Helping workers save: Employers can take small steps as lawmakers consider big ones

Retirement legislation may have stalled, but even small actions by employers can help workers, says Denny Artache, CEO of Artache Financial Group.

(Photo: Shutterstock)

The Securing a Strong Retirement Act, or Secure Act 2.0, stalled last year, but stands to get a new life in 2022. The bipartisan bill to make it easier for Americans to save in retirement plans has very strong support on both sides of the aisle, and industry watchers are optimistic that its major provisions will get passed, either as a stand-alone bill or part of broader legislation.

Denny Artache, president and CEO of Artache Financial Group in Jupiter, Florida shares what lawmakers want to do – and what employers can do outside of legislation to help their workers save more for their retirement.

Katie Kuehner-Hebert: What are lawmakers considering?

Denny Artache: They want to give employers better options to increase the worker participation rate in their 401(k) and 403(b) plans. Lawmakers talk about requiring automatic enrollments and automatic escalation in plans, starting at 3 percent of a worker’s salary and rising 1 percent each year until the 10 percent cap is reached – I can see how that would get more people involved.

They talk about employers matching retirement plan contributions in the same amount that workers pay for their monthly student debt. They’re also going to allow more hardship withdrawals to include helping with incidents of domestic violence, which was not allowed before.

In addition, they want to raise the age that people have to start making required minimum distributions from their plans, and they also want to raise the amount of catch-up money that older workers can put in their plans, from $6,500 to $10,000 a year. Moreover, they want 401(k) and 403(b) plans to be able to have more ETFs, and not just mutual funds and annuities – I really like that provision.

Lawmakers are also talking about raising the tax credit for employers that are absorbing the start-up costs to implement new retirement plans, which could enable them to save more on taxes.

Outside of legislation, what can employers do to help their workers save for more retirement?

Ultimately education is the best thing. Too many people read or hear something that is just misinformation on how to invest, whether it’s too late or too early – and that can stop people from taking action.

The biggest message employers can share with their workers is to make it a habit to save. Even saving a little amount each month can grow exponentially with compounded interest. Part of creating that habit is to budget each month, including cutting out unnecessary expenses. It’s a slow grind, but it will pay off over time.
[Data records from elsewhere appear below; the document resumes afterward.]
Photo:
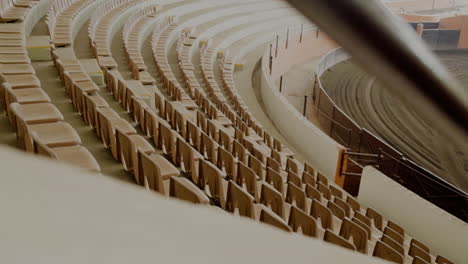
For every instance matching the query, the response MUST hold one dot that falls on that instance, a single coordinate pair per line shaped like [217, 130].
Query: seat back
[256, 165]
[359, 235]
[238, 198]
[293, 178]
[183, 189]
[392, 243]
[239, 152]
[274, 179]
[376, 216]
[296, 196]
[336, 192]
[227, 163]
[247, 175]
[393, 235]
[321, 178]
[208, 147]
[313, 193]
[150, 170]
[292, 165]
[308, 178]
[344, 205]
[192, 134]
[300, 219]
[309, 169]
[353, 203]
[336, 210]
[213, 177]
[416, 251]
[442, 260]
[273, 199]
[384, 251]
[186, 159]
[396, 228]
[268, 217]
[337, 240]
[318, 210]
[324, 190]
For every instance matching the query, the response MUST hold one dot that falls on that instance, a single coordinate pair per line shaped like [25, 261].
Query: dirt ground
[374, 107]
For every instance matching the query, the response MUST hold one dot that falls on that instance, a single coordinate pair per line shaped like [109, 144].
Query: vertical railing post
[305, 105]
[302, 30]
[276, 50]
[281, 83]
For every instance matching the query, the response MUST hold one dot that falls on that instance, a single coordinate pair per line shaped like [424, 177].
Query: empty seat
[183, 189]
[299, 219]
[155, 169]
[268, 217]
[75, 155]
[382, 250]
[337, 240]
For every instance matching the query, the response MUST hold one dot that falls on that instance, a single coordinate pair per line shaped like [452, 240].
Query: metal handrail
[388, 48]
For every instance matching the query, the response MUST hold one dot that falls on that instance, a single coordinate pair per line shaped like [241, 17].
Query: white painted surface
[52, 213]
[445, 234]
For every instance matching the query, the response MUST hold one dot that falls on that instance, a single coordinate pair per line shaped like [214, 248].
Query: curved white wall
[317, 148]
[445, 234]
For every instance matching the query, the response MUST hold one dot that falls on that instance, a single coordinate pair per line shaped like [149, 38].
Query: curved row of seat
[191, 141]
[228, 170]
[39, 125]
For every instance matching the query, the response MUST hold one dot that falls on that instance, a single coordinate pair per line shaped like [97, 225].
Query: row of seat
[189, 44]
[39, 125]
[215, 153]
[131, 36]
[116, 133]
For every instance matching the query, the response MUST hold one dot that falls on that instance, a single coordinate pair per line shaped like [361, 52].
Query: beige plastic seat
[442, 260]
[127, 149]
[318, 210]
[382, 250]
[376, 217]
[22, 96]
[188, 159]
[298, 219]
[11, 12]
[359, 235]
[296, 196]
[35, 113]
[240, 201]
[22, 81]
[53, 135]
[269, 217]
[392, 243]
[74, 155]
[273, 199]
[108, 122]
[313, 193]
[216, 181]
[337, 240]
[247, 176]
[416, 251]
[16, 69]
[183, 189]
[394, 235]
[155, 166]
[418, 260]
[13, 58]
[12, 28]
[336, 210]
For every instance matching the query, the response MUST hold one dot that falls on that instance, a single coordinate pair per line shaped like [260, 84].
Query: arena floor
[377, 109]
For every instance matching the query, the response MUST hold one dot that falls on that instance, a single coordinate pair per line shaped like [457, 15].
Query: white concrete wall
[445, 234]
[52, 213]
[316, 147]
Employers should also encourage their workers to consult with either the company’s retirement plan advisors or outside financial advisors, to make wise decisions about the right time to take Social Security benefits and how to appropriately utilize their Medicare benefits. Many people don’t have the right health insurance and many go bankrupt as a result. For those who are late in the game, they should also talk with a professional to minimize taxation when making these decisions.